In a sense protein homologies are reflective of genetic homologies because genes are made from proteins. However, they deserve independent attention because there has been a lot of work done on examining proteins. The understanding of genetics is a relatively newer science, and while more and more data is becoming available regularly, at this point in time proteins may have been studied more than genes.
A protein is a string of amino acids. Proteins range in size from around 50 amino acids to thousands. Proteins are among the most important chemicals in life: in addition to making up a good chunk of the structure of many organisms, proteins are involved in regulating or controlling many of the functions of a living organism. The characteristics of a protein are determined by the sequence of amino acids of which it is constructed.
There is a homology between all livings things regarding amino acids because the same twenty amino acids are found in most kinds of living things. These twenty are a small subset of the amino acids that occur naturally (~250) and there is no known reason why these particular twenty amino acids need to be used over some other subset of amino acids if different life forms had originated independently. However, it does make sense if all life evolved from a common ancestor that happened to use these twenty amino acids.
Homologies can be found not only among the constituents of proteins but also among proteins themselves. It is important to understand that, in many cases, smalls changes in some of the amino acids that make up a protein do not appear to have much if any effect on the functioning of the protein. Thus we can have a set of proteins that do essentially the same thing but are not identical. For some proteins it is estimated that even significant changes in the amino acids from which it is constructed will not affect its function.
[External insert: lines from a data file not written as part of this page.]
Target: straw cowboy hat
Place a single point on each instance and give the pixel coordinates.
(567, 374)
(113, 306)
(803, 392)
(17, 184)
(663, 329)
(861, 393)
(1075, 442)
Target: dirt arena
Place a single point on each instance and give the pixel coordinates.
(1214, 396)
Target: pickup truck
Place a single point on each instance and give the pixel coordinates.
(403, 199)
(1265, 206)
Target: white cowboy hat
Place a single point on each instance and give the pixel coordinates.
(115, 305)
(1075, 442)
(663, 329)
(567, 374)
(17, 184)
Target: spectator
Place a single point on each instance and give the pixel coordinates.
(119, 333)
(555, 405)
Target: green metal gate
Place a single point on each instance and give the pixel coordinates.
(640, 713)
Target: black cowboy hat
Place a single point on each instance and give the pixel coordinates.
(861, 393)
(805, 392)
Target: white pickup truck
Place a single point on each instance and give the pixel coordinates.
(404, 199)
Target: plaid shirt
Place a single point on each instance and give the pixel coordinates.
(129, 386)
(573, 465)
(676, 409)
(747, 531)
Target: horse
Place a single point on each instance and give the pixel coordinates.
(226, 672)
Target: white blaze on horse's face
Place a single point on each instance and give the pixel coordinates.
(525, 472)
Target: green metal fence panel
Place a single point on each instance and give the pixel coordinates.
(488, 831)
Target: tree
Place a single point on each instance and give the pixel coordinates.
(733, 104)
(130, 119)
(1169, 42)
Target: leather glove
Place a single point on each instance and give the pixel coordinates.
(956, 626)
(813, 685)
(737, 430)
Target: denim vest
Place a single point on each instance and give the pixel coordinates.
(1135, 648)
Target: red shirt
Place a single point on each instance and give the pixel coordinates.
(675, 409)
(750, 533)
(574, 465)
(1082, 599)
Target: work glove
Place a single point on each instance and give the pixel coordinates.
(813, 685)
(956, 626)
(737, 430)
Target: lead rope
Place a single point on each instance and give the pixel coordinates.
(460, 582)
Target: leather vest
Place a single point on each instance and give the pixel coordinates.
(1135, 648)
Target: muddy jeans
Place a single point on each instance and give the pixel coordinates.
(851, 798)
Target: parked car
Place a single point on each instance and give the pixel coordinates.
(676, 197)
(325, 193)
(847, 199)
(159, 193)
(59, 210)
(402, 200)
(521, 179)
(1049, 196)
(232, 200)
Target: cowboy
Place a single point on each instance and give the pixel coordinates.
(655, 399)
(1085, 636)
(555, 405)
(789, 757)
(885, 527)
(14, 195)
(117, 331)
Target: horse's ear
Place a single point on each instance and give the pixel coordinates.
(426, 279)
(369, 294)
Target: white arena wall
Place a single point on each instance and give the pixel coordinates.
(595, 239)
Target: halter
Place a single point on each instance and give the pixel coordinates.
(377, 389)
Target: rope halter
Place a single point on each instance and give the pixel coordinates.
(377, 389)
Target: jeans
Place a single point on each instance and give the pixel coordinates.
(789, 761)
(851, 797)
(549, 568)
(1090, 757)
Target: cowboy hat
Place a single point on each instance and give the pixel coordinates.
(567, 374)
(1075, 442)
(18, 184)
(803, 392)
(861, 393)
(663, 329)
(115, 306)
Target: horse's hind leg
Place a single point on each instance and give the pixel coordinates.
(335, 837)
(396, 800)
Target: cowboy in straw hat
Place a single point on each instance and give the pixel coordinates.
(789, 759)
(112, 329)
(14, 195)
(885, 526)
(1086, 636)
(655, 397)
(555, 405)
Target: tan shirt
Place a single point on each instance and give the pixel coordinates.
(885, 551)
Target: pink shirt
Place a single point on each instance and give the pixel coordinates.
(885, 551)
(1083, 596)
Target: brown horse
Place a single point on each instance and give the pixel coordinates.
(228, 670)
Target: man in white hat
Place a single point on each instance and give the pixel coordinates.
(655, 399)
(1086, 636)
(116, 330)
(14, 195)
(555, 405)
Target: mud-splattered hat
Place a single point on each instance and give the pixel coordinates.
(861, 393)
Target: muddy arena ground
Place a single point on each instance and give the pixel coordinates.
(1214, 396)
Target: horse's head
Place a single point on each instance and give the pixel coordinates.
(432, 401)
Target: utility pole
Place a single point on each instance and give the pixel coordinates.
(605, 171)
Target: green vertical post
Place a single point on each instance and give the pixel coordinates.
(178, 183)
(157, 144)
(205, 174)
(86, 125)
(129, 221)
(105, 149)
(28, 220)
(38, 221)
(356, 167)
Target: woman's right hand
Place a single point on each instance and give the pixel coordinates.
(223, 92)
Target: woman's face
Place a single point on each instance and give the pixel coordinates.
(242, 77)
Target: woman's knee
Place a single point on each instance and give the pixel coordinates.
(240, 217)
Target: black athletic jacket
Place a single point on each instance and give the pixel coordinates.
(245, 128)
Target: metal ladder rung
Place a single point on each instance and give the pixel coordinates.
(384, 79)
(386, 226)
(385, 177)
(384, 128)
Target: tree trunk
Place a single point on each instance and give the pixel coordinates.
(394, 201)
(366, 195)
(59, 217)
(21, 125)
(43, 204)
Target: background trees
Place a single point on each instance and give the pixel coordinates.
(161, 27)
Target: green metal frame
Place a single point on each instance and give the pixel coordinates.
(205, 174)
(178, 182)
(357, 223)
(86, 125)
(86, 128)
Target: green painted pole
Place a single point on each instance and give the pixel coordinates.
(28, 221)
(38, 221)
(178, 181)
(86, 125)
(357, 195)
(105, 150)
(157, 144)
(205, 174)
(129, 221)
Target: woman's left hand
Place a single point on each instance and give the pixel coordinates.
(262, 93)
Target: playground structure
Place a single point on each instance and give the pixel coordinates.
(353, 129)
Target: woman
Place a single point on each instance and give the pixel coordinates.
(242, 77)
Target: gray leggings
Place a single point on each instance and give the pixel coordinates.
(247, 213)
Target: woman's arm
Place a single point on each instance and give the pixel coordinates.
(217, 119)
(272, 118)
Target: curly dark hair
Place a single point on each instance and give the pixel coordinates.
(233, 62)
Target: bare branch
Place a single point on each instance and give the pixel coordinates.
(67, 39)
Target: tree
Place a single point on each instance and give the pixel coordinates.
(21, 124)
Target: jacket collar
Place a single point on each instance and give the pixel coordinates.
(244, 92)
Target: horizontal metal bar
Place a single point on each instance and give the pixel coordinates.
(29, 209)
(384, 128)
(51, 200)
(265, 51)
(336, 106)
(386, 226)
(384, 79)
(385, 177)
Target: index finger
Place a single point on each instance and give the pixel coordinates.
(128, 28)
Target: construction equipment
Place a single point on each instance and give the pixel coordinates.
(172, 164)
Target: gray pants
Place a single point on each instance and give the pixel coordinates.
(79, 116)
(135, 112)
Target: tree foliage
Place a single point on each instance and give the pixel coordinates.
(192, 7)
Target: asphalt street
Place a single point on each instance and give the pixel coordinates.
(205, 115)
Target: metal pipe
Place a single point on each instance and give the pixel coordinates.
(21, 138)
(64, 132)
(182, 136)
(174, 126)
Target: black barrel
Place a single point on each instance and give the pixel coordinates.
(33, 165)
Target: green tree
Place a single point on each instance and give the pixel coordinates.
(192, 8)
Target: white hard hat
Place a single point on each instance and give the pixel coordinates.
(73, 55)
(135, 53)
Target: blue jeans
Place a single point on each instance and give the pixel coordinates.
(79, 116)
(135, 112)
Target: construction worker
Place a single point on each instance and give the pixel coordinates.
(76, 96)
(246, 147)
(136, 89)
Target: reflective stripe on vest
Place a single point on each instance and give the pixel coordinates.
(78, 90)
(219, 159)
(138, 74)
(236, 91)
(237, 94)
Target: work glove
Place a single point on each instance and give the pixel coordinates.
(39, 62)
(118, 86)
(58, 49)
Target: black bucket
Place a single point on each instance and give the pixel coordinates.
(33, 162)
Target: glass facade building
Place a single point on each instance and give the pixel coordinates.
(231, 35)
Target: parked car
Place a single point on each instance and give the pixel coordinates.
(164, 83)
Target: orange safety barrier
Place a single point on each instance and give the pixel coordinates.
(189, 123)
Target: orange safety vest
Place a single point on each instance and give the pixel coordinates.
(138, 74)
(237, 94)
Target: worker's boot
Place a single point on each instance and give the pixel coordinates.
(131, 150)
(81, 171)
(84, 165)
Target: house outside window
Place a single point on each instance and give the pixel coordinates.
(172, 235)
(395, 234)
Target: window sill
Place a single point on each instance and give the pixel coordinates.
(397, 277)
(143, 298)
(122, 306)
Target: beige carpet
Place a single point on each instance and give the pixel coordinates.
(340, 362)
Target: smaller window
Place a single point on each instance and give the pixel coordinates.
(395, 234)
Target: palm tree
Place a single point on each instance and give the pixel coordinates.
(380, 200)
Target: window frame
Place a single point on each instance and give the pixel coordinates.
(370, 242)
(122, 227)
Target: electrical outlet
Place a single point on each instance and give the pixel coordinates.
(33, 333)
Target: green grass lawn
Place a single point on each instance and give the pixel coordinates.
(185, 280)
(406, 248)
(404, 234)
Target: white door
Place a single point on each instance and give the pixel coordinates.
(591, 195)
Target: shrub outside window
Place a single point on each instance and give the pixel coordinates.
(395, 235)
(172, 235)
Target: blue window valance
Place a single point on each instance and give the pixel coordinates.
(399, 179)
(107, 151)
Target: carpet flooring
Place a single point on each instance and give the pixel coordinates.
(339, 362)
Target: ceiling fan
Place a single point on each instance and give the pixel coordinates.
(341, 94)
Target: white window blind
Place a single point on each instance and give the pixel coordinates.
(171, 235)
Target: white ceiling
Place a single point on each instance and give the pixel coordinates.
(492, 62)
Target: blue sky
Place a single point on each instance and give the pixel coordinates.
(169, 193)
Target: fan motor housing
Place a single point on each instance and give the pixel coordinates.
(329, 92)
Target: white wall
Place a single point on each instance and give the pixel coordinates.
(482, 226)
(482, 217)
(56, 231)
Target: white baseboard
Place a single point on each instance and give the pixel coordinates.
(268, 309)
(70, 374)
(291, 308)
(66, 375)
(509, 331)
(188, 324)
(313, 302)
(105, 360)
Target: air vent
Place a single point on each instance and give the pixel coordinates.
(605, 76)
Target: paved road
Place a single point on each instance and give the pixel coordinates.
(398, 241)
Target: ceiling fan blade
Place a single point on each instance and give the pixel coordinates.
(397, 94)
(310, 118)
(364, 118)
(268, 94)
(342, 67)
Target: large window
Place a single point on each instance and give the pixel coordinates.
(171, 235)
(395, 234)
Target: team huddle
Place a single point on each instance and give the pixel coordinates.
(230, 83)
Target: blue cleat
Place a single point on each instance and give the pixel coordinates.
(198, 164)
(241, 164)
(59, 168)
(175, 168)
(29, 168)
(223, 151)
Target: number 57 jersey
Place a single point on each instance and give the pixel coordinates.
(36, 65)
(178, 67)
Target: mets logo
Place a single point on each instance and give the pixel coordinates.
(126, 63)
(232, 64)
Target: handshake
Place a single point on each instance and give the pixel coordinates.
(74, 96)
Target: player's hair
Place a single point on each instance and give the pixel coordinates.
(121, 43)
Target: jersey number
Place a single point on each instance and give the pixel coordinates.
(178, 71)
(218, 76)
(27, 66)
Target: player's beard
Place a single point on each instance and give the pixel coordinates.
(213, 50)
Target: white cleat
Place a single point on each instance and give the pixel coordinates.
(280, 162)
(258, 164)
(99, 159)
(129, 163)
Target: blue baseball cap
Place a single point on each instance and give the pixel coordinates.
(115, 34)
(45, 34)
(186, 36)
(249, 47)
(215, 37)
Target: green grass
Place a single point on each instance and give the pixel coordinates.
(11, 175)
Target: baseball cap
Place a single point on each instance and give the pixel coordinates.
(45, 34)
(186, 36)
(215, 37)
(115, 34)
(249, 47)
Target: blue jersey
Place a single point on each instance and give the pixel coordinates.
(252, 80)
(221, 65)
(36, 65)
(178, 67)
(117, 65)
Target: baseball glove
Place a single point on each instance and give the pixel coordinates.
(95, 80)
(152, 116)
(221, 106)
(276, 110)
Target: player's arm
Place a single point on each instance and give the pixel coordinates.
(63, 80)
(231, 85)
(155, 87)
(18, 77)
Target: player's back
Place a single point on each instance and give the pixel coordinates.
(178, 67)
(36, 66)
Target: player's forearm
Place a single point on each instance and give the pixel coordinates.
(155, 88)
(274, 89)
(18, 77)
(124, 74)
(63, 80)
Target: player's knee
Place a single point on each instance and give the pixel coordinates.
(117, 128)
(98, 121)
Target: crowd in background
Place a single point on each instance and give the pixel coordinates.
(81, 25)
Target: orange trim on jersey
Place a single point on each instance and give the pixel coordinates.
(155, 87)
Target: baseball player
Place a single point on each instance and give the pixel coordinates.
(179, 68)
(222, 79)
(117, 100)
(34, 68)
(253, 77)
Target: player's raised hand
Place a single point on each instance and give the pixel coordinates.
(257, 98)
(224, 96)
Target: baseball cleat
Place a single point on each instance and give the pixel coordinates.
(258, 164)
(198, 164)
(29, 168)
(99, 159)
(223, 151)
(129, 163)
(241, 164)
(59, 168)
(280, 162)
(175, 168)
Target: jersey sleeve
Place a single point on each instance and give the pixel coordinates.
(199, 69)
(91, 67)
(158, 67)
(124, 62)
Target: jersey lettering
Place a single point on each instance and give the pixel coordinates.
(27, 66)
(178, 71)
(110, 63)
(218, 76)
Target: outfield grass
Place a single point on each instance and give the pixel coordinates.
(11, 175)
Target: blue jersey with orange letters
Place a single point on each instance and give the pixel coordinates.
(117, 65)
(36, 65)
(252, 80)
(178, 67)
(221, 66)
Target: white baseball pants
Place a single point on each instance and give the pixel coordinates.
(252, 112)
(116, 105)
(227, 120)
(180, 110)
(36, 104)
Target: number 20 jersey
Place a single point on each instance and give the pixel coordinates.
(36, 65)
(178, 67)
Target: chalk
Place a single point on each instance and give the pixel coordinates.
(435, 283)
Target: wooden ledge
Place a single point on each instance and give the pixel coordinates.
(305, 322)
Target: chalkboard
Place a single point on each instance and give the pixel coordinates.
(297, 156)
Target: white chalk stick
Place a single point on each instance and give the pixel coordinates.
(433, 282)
Hemoglobin is an example because there are actually several types, all of which serve the function of binding oxygen in the blood and yet differ in their amino acid sequences. Hemoglobin is found in a wide variety of life forms and they are all very similar in structure. Given that there are so many different sequences of amino acids that could make a functional hemoglobin molecule, we can ask why the various types of hemoglobin among vastly different creatures are so similar. Evolution provides a meaningful answer.
Genetic homologies are similarities between the genetic codes of different living organisms which cannot be explained simply by functionality. There are an abundance of particular examples, but the biggest example is the common genetic mechanism itself: Why should all living creatures share the same basic genetic structure?
The presence of the same basic genetic structure in all living things is not chemically determined. It has been shown scientifically that there are (probably many) other alternatives that would work for coding proteins (which is essentially what DNA/genes do). For instance, DNA uses only four bases out of the many naturally occurring bases (>80). It has been shown that other base codings are possible. Why does all of life use DNA with the same four bases?
Why should every single life form on the planet share the same basic genetic mechanisms? It actually goes beyond just the genetics since there are other biochemical aspects which are shared by all life: for example, the common use of ATP as an energy storing molecule. There are other alternatives to this molecule, some of which are even more efficient at storing energy.
The primary creationist argument against biochemical homologies is some sort of "divine" plan, but there is no coherent, scientific argument that would explain this evidence other than the theory of common descent. Non-scientific explanations are, of course, possible and creationist arguments generally fall into this category. However, they do nothing to detract from the evidential support for evolution since evolution operates within the realm of science.